Another aspect of ongoing work is funded by grants supporting the rehabilitation of handicapped individuals [25]. Neuro-enhanced prosthetics such as cochlear implants, retinal implants, and highly dexterous limb prosthetics are already available [26]. Direct neural control would produce hybrid devices with the reliability and control of robotic arms and a completely natural interface via the individual’s own neocortex. Patients with “locked in syndromes”, for example severe disabling cerebral vascular accidents or severe amyelotrophic lateral sclerosis (ALS), have already been implanted with new intracranial electrodes that can directly interact with computers [27]. Fusion technology threatens the way we think about our own humanity, perhaps our own neural plasticity will enable advanced control directly by use of our own thought (Fig. 12) [28].
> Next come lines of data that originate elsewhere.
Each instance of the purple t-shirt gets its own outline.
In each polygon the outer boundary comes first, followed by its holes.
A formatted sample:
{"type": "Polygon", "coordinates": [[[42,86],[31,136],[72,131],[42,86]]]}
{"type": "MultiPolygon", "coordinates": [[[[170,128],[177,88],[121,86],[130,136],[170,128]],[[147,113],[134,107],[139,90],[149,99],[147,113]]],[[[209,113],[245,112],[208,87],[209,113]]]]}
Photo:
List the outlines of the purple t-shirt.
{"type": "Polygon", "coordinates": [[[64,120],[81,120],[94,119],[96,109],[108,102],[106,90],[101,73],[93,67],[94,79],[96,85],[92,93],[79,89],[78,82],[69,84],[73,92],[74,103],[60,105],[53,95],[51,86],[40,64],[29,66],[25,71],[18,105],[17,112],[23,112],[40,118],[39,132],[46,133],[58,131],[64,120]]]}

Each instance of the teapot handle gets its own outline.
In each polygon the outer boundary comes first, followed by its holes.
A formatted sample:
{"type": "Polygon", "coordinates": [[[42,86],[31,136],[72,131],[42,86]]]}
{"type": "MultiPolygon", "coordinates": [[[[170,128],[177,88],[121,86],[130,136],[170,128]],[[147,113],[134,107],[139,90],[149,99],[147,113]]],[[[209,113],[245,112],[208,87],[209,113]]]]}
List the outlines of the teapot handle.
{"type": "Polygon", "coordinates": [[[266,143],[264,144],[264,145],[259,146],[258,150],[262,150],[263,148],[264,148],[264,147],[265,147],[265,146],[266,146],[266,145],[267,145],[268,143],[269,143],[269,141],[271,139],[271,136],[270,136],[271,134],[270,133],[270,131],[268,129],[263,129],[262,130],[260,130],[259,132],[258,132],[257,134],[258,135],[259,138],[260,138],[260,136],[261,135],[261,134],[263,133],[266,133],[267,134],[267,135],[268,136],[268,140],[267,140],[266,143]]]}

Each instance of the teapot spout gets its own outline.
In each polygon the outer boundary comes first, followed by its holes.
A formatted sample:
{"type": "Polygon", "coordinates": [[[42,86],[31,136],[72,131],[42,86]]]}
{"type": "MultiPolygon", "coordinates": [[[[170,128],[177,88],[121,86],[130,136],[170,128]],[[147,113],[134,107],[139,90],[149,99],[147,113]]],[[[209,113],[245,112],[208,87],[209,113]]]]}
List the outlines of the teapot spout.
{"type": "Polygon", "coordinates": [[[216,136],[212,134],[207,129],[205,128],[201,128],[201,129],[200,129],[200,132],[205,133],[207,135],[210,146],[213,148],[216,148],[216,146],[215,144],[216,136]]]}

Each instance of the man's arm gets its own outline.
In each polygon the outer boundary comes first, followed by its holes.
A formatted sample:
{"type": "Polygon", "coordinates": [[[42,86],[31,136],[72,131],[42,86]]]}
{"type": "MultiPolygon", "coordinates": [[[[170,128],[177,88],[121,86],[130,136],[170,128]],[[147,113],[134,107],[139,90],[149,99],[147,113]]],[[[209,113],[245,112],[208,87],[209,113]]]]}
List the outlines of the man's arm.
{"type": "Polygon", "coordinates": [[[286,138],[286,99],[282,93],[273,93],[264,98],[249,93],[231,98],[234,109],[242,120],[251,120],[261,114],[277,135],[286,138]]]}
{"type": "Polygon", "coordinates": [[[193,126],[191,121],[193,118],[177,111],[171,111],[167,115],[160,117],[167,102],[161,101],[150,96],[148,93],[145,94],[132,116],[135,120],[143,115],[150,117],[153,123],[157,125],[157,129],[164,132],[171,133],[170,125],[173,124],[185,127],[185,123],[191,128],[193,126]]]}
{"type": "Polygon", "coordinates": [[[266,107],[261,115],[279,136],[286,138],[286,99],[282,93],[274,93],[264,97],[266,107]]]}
Some believe invasive implantable arrays are the future mode of choice which will enable our neocortex to link directly to the computers and mechanical actuators that will enable precision control. Others, however, believe this can be accomplished without surgically implantable arrays, and that the EEG has the potential to be a brain–machine interface [30].
The robotic arm is finally becoming the tool envisaged by those workers whose legacy started this intellectual exercise. The robotic surgical system we currently use in Urology is the “tip of the iceberg” for robotic systems [31]. Although seemingly sprung on unsuspecting clinicians, these complex machines represent a long lineage of work beginning from early modern times and continuing to the present. Whether or not you believe this currently expensive technology will affect your practice, whether you believe you can do better yourself laparoscopically or via open surgical methods, and whether or not you believe the technology is moving faster than human social systems can handle it, there is no longer any doubt this is just the first of many potential incursions of the robotic arm into the surgical arena of the future. The robotic arm has an absolutely fascinating history of which this is just a brief glimpse.